By notice of petition dated September 1, 2015, the Departmental Disciplinary Committee now seeks an order, pursuant to Judiciary Law § 90 (2) and Rules of the Appellate Division, First Department (22 NYCRR) § 603.3, for a reciprocal one-year suspension based upon the federal discipline. The only defenses to reciprocal discipline are enumerated at 22 NYCRR 603.3 (c): a lack of notice and opportunity to be heard in the foreign jurisdiction; an infirmity of proof establishing the misconduct; or the misconduct at issue in the foreign jurisdiction would not constitute misconduct in New York. Respondent was served with the Committee's petition at his registered address in California, but has not submitted a response.

Notwithstanding the fact that respondent has not asserted any of the enumerated defenses, none are available. Respondent was afforded sufficient due process before the Southern District insofar as he was advised of the allegations against him in the Grievance Committee's order to show cause, and he submitted a response which the court considered. Furthermore, the Southern District's misconduct findings are amply supported by the record, which includes respondent's admissions. The Southern District also expressly found that respondent's conduct violated the New York Rules of Professional Conduct, thereby satisfying the third prong of the test.

Thus, the only issue left for this Court to decide is the appropriate sanction to be imposed. As a general rule in reciprocal disciplinary matters, this Court gives significant weight to the sanction imposed by the jurisdiction in which the charges were initially brought (see Matter of Peters, 127 A.D.3d 103, 109 [1st Dept 2015]; Matter of Cardillo, 123 A.D.3d 147, 150 [1st Dept 2014]; Matter of Jaffe, 78 A.D.3d 152, 158 [1st Dept 2010]).

In this instance, a one-year suspension is in accord with this Court's precedent involving similar misconduct (see e.g.
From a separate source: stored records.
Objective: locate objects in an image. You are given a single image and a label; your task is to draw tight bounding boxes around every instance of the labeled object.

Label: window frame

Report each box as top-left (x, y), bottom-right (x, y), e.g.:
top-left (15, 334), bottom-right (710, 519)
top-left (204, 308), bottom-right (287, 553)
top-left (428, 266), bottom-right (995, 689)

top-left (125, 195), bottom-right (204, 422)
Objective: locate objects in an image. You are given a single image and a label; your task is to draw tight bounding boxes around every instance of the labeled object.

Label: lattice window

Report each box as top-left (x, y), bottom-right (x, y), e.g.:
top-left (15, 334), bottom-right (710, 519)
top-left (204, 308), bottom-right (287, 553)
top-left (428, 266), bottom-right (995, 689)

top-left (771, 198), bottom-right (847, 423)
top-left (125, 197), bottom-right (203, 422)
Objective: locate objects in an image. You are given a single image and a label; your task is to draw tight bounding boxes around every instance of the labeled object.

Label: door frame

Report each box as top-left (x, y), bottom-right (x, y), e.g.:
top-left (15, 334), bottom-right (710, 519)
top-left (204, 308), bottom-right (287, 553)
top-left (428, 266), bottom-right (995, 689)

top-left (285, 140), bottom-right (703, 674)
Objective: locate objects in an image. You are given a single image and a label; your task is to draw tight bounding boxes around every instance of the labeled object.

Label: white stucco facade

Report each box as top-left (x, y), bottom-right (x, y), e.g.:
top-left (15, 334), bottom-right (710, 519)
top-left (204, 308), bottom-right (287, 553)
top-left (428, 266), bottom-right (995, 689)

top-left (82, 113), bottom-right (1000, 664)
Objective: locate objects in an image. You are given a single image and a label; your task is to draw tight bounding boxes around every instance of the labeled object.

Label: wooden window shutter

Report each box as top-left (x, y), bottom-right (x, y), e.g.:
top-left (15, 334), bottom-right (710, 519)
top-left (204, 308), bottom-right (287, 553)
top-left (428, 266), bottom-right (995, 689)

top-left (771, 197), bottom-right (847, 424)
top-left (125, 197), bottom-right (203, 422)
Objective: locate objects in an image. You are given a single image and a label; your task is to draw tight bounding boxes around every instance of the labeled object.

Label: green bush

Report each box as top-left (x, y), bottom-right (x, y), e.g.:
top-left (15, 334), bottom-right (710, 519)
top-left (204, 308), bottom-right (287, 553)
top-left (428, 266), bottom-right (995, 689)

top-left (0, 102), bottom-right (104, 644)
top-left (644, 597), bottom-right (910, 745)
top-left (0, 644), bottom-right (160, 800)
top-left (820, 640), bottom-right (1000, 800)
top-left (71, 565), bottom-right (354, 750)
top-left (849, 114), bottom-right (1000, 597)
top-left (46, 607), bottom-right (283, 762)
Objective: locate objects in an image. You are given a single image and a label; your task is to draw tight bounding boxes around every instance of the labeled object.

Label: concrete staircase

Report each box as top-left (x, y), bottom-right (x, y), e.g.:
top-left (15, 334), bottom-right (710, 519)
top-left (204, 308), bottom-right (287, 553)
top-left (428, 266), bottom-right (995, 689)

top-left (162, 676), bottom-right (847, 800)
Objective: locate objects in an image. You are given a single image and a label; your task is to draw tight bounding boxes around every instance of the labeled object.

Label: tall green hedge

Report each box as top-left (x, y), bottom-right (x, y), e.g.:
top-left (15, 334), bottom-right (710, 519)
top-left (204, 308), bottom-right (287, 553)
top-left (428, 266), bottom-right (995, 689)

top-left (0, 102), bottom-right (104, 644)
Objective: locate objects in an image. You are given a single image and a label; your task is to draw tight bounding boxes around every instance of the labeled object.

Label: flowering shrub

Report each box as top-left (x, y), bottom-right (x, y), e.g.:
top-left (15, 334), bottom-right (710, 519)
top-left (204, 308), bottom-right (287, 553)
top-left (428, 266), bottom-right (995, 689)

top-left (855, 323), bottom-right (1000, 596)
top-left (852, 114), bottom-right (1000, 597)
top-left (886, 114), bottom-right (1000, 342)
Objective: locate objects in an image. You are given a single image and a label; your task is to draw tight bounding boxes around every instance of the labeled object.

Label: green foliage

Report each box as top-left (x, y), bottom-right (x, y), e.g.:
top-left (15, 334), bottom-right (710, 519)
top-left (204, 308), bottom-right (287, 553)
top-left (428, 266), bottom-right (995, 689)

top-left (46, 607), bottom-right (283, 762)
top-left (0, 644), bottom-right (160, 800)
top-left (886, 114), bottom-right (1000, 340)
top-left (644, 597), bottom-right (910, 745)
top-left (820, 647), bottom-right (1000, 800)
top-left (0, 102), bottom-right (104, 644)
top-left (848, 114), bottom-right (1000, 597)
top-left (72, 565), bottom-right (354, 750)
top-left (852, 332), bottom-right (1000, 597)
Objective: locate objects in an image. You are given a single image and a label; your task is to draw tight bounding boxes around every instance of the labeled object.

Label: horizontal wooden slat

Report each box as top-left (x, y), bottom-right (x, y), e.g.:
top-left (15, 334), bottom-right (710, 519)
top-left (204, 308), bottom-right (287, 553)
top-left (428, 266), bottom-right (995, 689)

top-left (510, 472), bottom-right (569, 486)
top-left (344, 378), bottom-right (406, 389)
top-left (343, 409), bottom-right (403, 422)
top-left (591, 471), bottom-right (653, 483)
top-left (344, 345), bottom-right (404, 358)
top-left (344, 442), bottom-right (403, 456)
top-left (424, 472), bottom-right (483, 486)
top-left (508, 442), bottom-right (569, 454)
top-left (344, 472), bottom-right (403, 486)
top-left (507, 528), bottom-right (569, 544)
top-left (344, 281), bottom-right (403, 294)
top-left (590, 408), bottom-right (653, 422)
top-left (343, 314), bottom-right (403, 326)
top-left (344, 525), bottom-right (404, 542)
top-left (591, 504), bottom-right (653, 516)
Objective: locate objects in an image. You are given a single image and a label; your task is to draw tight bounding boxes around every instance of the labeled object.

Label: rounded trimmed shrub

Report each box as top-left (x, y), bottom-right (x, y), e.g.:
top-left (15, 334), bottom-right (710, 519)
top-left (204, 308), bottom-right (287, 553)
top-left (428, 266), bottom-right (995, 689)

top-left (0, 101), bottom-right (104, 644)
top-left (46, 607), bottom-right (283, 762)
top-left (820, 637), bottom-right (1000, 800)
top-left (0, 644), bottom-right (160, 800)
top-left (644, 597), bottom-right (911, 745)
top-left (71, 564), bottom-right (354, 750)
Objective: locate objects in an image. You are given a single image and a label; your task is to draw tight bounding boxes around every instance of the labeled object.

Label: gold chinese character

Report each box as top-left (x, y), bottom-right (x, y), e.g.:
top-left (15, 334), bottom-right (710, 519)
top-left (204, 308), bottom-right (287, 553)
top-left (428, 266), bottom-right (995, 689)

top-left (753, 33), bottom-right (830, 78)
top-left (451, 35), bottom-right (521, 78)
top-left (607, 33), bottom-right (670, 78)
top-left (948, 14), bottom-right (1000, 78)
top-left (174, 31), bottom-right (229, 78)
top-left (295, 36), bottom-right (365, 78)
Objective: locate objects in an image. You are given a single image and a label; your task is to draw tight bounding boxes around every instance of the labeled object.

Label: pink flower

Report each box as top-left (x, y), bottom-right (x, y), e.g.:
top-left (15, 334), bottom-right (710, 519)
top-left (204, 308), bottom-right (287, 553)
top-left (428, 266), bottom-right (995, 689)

Matter of Suarez-Silverio, 134 A.D.3d 47 [1st Dept 2015] [retroactive one-year suspension based on one-year suspension by the U.S. Court of Appeals for the Third Circuit for, inter alia, making false statements to court personnel regarding status of an immigration matter]; Matter of Filosa, 112 A.D.3d 162 [1st Dept 2013] and Matter of Gilly, 110 A.D.3d 164 [1st Dept 2013] [retroactive one-year suspension based on one-year suspension imposed by the Southern District for use of inaccurate expert report on damages and concealing facts regarding client's employment with new employer in order to extract favorable settlement from former employer]).
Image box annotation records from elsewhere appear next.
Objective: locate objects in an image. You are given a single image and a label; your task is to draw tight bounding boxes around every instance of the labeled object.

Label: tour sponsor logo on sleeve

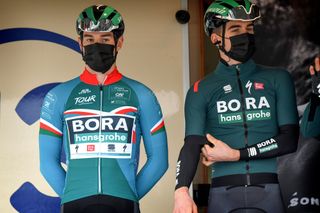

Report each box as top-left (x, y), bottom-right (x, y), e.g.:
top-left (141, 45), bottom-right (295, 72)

top-left (217, 96), bottom-right (271, 124)
top-left (108, 86), bottom-right (131, 104)
top-left (74, 95), bottom-right (97, 105)
top-left (257, 138), bottom-right (278, 153)
top-left (66, 114), bottom-right (135, 159)
top-left (41, 92), bottom-right (57, 120)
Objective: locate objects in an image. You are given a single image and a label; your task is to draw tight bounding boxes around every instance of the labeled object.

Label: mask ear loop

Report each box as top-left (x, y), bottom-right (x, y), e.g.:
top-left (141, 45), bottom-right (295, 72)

top-left (218, 23), bottom-right (231, 64)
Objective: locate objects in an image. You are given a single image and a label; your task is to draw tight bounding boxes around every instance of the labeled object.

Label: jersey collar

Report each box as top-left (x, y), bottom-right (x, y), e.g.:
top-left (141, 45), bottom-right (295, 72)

top-left (80, 67), bottom-right (122, 85)
top-left (215, 59), bottom-right (256, 76)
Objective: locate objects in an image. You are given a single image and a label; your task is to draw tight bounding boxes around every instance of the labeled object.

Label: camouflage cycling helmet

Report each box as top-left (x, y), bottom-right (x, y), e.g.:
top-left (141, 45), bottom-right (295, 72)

top-left (76, 5), bottom-right (124, 38)
top-left (204, 0), bottom-right (260, 36)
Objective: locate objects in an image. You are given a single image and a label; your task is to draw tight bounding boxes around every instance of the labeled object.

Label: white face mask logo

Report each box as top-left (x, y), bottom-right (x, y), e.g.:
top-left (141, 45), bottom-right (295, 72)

top-left (223, 84), bottom-right (232, 94)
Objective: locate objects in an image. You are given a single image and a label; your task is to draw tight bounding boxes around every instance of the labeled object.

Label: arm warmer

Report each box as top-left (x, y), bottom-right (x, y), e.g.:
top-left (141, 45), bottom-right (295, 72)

top-left (175, 135), bottom-right (207, 189)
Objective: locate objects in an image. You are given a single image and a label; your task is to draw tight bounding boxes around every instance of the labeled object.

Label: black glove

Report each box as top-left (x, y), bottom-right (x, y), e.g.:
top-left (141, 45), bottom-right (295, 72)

top-left (311, 72), bottom-right (320, 98)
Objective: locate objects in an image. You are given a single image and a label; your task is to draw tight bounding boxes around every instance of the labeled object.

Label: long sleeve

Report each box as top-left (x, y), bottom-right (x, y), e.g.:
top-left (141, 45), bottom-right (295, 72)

top-left (136, 90), bottom-right (168, 199)
top-left (39, 90), bottom-right (66, 196)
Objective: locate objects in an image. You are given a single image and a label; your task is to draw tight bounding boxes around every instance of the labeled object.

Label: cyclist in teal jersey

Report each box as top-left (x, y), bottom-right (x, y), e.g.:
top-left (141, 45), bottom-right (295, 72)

top-left (301, 57), bottom-right (320, 138)
top-left (174, 0), bottom-right (299, 213)
top-left (39, 5), bottom-right (168, 213)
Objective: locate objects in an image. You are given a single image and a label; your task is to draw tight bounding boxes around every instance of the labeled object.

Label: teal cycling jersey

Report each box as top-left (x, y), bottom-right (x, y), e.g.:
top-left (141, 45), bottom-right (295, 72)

top-left (39, 69), bottom-right (168, 203)
top-left (184, 60), bottom-right (298, 178)
top-left (300, 94), bottom-right (320, 137)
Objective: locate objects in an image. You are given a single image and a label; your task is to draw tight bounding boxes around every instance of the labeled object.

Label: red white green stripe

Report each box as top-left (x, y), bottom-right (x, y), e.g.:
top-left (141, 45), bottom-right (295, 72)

top-left (110, 106), bottom-right (137, 115)
top-left (150, 118), bottom-right (165, 135)
top-left (40, 118), bottom-right (62, 137)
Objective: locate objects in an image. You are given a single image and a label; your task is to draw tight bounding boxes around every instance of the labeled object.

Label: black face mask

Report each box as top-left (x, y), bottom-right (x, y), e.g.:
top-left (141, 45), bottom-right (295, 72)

top-left (82, 43), bottom-right (116, 73)
top-left (224, 33), bottom-right (256, 63)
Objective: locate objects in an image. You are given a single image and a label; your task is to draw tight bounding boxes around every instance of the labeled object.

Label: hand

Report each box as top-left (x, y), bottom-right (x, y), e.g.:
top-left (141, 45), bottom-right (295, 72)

top-left (309, 57), bottom-right (320, 98)
top-left (173, 187), bottom-right (198, 213)
top-left (201, 134), bottom-right (240, 166)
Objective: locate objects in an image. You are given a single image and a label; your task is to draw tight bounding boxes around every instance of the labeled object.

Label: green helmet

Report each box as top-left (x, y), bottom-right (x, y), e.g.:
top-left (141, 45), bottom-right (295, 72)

top-left (76, 5), bottom-right (124, 38)
top-left (204, 0), bottom-right (260, 36)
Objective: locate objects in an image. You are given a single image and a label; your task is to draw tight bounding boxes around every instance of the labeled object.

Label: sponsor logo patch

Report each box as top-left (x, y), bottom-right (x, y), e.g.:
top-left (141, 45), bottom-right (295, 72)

top-left (66, 114), bottom-right (135, 159)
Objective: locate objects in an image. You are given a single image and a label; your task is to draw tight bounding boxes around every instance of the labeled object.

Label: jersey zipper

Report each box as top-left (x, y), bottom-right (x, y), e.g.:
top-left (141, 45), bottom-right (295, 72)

Accordingly, the Committee's petition for reciprocal discipline should be granted and respondent suspended from the practice of law in the State of New York for a period of one year, nunc pro tunc to June 16, 2015, the date of his federal suspension.

Respondent suspended from the practice of law in the State of New York for a period of one year, nunc pro tunc to June 16, 2015, and until further order of this Court.